Designing an Emissions Trading System to Achieve the COP 21 Goals

USC Professor and Institute Academic Director Dan Mazmanian, together with other USC faculty members, are leading a clean energy research collaboration with the Hertie School of Governance in Berlin, Germany, and Tsinghua University in Beijing, China, that focuses on the policies and economics of transitioning to clean energy as well as meeting the goals laid out at COP 21.

USC Professor and Schwarzenegger Institute Faculty Fellow Adam Rose just released a white paper co-authored with professors Dan Wei, Noah Miller and Christian Flachsland arguing that G20 countries should lead the way in designing and participating in a global greenhouse gas (GHGs) emissions allowance trading system that will provide financing to developing countries so that they can meet their COP21 commitments.

The authors argue that low and middle-income (LMI) countries made substantial pledges at COP 21 to mitigate and sequester GHGs but they only have a limited capacity to do so in terms of financing the bold approaches needed to meet these goals. Their paper looks at emissions trading as a policy instrument that has great promise for implementing the mitigation and sequestration of GHGs and references the European Union and California as leaders in the field.
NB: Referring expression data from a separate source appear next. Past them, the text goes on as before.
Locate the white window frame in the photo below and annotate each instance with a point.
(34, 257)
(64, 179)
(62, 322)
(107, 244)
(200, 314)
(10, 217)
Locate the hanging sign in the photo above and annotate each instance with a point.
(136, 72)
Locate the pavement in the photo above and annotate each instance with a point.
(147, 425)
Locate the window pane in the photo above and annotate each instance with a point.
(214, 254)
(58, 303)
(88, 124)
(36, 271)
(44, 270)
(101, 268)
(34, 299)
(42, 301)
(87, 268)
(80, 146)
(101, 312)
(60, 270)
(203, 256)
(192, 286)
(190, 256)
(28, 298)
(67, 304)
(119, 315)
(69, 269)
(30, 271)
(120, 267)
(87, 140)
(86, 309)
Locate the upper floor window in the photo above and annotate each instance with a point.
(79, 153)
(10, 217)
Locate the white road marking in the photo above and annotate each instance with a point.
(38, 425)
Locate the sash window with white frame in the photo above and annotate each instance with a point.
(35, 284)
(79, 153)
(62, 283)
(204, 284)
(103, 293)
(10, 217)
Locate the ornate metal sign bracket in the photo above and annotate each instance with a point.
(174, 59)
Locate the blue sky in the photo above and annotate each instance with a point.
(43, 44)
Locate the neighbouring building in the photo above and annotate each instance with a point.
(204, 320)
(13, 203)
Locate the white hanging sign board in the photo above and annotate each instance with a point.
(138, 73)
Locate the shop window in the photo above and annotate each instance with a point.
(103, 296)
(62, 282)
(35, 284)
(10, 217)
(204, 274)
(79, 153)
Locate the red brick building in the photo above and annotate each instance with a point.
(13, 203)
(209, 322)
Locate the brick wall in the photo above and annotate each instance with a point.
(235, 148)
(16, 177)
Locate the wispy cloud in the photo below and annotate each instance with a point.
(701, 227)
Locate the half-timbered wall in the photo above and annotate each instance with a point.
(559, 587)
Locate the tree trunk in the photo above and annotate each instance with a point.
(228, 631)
The paper recognizes that careful institutional design will be required to manage a global cap and trade systems, as many unilateral institutional changes (e.g. adjustment of caps) will affect all other participants in the trading system.

The paper goes on to examine how a stepwise approach of linking or harmonizing existing domestic cap and trade system and other policies could offer a realistic route to building a globally harmonized mitigation policy regime minimizing costs and ensuring fair burden-sharing across countries over time.